I found these water lilies in the Rodin Garden at the North Carolina Art Museum in Raleigh.  I love the quiet peacefulness of the garden and was struck by the beauty of the water borne plants. I spent a few minutes watching the little blue dragonflies touch down on a lily pad, only to take flight again a few seconds later.  It was time well spent.

Water Lilies

Awilda & Irma, NC Art Museum

This ethereal work of two heads- a mother and daughter- by award winning Spanish artist Jaume Plensa  was installed at the North Carolina Museum Park in April 2017.  The wire mesh construction and size make it difficult to determine race or gender, creating a kind of universal portrait.

Plensa’s art has been exhibited worldwide, from Sweden, Spain and France to Chicago and, now Raleigh.

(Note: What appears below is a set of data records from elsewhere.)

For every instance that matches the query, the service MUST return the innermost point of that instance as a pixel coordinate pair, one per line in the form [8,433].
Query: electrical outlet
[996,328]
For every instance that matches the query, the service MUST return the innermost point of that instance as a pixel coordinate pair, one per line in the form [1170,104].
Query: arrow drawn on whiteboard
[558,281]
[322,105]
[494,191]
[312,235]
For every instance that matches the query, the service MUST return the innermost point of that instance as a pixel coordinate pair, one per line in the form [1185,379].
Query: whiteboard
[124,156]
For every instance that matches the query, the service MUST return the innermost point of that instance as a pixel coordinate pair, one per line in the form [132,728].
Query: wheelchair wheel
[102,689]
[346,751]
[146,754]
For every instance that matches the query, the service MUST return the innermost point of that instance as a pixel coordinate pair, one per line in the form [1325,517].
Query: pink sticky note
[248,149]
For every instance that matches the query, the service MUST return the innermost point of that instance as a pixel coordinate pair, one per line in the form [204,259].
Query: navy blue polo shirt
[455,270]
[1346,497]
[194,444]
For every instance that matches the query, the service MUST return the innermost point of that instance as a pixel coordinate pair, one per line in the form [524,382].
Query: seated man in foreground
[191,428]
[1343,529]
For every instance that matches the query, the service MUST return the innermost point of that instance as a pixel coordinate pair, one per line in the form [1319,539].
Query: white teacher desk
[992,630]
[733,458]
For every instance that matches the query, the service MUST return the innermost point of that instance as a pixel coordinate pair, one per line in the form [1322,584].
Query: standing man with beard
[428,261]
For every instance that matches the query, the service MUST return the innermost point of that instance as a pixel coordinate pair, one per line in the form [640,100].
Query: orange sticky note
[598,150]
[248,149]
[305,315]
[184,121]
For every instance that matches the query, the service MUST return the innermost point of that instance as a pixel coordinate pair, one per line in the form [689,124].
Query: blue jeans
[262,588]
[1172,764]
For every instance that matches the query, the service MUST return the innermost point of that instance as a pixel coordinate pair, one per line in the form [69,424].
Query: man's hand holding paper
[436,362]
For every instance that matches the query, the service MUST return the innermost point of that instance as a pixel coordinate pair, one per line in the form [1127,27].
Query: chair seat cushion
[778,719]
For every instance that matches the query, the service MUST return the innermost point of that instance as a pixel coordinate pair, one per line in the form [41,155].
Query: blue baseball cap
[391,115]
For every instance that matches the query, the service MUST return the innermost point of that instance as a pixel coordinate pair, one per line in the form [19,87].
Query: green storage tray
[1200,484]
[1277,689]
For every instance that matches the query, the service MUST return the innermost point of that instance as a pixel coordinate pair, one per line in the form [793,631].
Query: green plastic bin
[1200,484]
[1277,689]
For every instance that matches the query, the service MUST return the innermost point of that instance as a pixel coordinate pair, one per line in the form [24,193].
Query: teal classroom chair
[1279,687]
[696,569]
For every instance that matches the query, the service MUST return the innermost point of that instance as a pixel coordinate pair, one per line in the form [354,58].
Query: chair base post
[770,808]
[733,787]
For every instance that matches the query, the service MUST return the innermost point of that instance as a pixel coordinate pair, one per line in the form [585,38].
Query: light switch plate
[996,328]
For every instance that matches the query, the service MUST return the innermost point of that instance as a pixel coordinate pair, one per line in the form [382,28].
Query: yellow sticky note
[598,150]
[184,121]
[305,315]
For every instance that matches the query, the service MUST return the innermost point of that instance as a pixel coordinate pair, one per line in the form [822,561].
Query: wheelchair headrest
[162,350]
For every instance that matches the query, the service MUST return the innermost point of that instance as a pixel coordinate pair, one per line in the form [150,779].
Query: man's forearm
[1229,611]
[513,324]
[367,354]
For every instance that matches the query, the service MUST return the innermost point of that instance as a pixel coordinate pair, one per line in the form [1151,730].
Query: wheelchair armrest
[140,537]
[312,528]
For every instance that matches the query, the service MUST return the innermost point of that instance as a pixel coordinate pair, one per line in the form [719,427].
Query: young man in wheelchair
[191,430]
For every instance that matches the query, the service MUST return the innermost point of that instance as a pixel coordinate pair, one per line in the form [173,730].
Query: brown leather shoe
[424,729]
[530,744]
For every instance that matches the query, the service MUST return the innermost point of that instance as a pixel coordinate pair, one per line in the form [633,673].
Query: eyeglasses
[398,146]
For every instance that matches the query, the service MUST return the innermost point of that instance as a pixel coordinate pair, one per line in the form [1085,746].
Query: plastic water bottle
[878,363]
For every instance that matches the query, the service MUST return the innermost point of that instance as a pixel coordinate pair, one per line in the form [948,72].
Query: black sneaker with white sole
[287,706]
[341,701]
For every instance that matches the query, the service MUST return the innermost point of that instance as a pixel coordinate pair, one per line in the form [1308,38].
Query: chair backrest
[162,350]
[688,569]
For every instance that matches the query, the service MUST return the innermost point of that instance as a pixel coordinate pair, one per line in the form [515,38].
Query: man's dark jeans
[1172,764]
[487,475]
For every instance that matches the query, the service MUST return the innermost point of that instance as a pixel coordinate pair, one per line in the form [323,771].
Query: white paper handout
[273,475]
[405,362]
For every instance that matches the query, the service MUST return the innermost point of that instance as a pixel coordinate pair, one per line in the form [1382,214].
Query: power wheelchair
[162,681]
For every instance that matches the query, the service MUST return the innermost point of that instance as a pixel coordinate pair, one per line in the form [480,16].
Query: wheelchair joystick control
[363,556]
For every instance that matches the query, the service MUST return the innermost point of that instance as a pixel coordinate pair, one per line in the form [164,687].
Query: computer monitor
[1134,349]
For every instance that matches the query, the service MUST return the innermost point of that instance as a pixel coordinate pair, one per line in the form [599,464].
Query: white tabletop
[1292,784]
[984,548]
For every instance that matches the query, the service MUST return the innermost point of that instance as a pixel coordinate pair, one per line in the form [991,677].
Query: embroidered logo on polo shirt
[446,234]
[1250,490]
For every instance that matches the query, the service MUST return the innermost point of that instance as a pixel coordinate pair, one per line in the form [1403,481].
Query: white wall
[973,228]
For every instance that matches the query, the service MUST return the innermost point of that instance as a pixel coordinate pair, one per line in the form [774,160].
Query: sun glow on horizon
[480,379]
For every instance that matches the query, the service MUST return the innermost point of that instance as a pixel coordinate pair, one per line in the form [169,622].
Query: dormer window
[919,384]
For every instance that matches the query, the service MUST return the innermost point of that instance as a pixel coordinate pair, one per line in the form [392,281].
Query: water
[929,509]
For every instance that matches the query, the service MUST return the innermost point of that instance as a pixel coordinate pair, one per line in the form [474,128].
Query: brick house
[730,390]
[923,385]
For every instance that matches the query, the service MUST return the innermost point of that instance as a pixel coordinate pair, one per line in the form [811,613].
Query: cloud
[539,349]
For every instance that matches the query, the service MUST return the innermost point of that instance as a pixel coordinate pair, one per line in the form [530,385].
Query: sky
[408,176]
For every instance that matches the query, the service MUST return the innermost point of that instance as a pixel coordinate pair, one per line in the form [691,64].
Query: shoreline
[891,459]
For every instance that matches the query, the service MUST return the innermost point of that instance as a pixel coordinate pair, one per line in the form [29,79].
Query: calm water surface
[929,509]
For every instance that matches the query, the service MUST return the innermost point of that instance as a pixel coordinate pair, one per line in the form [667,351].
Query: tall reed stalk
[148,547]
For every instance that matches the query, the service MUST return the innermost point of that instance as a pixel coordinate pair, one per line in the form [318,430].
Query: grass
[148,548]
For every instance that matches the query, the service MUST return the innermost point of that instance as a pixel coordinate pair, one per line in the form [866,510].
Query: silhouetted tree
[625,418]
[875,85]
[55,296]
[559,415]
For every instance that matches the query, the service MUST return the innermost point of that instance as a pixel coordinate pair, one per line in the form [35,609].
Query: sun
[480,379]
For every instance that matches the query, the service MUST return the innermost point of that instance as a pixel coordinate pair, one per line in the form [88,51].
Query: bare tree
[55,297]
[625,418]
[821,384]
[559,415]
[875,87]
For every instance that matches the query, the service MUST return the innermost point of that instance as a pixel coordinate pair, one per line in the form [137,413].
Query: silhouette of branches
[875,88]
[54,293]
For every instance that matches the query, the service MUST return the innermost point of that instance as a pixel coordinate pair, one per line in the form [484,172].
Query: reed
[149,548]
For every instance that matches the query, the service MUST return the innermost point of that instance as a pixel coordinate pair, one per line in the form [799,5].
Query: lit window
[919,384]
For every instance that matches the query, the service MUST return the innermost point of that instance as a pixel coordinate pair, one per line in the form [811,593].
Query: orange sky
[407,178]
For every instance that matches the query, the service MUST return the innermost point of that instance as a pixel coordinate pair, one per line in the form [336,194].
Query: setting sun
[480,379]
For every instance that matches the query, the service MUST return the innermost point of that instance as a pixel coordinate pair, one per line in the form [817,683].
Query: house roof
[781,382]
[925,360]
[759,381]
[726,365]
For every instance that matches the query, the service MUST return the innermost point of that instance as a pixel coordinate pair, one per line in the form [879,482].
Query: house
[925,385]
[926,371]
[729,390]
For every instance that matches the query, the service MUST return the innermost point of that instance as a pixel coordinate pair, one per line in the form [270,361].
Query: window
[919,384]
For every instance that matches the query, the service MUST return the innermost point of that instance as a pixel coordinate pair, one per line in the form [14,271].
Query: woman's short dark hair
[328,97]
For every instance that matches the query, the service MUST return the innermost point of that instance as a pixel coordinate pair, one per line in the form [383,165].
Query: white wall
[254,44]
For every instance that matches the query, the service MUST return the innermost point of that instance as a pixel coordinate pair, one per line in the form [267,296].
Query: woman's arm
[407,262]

Art amazes me.  I love the way the artist can make these 13-foot tall steel mesh heads feel fleeting and lighter than air.  The expressions on the closed-eyed faces also impart a dream-like feel.  Finally, due to the mesh construction, the sculptures seem to change as you view them from different angles.  I never tire of looking at them.

Awilda and Irma 2

Vollis Simpson Whirligig Park

North Carolina folk artist Vollis Simpson didn’t start creating his whimsical sculptures until he retired.  Making use of his skills as a mechanic and using rigs he developed as a house mover, Simpson began creating huge kinetic sculptures out of scrap metal.  The creations were based on weather vanes and handcrafted “whirligigs” that could be found on barns and in yards across the South.

Simpson’s art has been widely recognized.  Four of his whirligigs were displayed in Atlanta during the 1996 Olympic Games.  Museums from the North Carolina Art Museum to the Folk Art Museum in New York City have displayed his sculptures.

Simpson passed away in May 2013, at the age of 94.  A month later the North Carolina House and Senate designated his whirligigs as the State Art of North Carolina.

The Vollis Simpson Whirligig Park was opened in December 2017.  The park has about 60 of the colorful whirligigs, which were relocated from fields of Simpson’s farm.  It can be almost hypnotic to watch the many moving parts slowly rotate in the wind.  We visited on a sunny day, but the park has special lighting so that at night the many reflectors attached to the sculptures catch the light and recreate the effect of car lights reflecting off the whirligigs as they drove past in the dark.

Whirligig Park 1

Rossio Square, Lisbon

Lisbon is a beautiful city and the people of the city enjoy the many outdoor spaces scattered throughout Lisbon. Rossio Square has been one of the major squares and gathering places in Lisbon for centuries.

This photo of Rossio Square was taken from the Santa Justa Lift just before sunset.  I used a graduated filter to color the otherwise grey clouds a bit.  I like the way the touch of color in the sky ties in so well with the red roofs of the buildings.

Rossio Square

Necropolis

For some, cemeteries can be very peaceful places.  For other people, cemeteries are very creepy.  I’ve always liked cemeteries.  They’re quiet and peaceful, and full of history.

This photo was taken under bright skies, but using Color Efex Pro 2, one of the Nik Collection suite of plug-ins, I was able to manipulate the photo to create an eerie, otherworldly place.  I especially like the way the statue on the left turned into a hunched cloaked figure who seems to be creeping among the graves.

Necropolis

Grave Marker

This headstone, leaning against its base, seems lost and lonely all by itself under the tree.  The photo was taken many years ago at a cemetery in Marietta, Georgia.  Cemeteries can be very peaceful places for a walk.

Head Stone

Lisbon Cathedral

The Cathedral of Lisbon has been a major part of the city since the 12th century.  It has undergone many changes over the centuries and was seriously damaged in the Lisbon earthquake of 1755.  After the earthquake and accompanying fires, the Cathedral underwent a major reconstruction.  What you see today was the result of this reconstruction.

I took this photo from atop the Santa Justa Lift.  I love the colors of the buildings around the Cathedral and the way the Cathedral stands watch over the city.

I loved our time in Lisbon and, if we’re ever able to move to Portugal, I look forward to spending many days exploring this great city.

Lisbon Cathedral

Sixes Mill, Sixes, Georgia

This old gristmill was built in the 1820s to service a community of miners and prospectors.  It survived the American Civil War and was extensively rebuilt in the 1880s.  It’s in remarkably great shape for a structure of this kind.  Sixes Mill is on private property, but you can easily pull off the road to take a photo.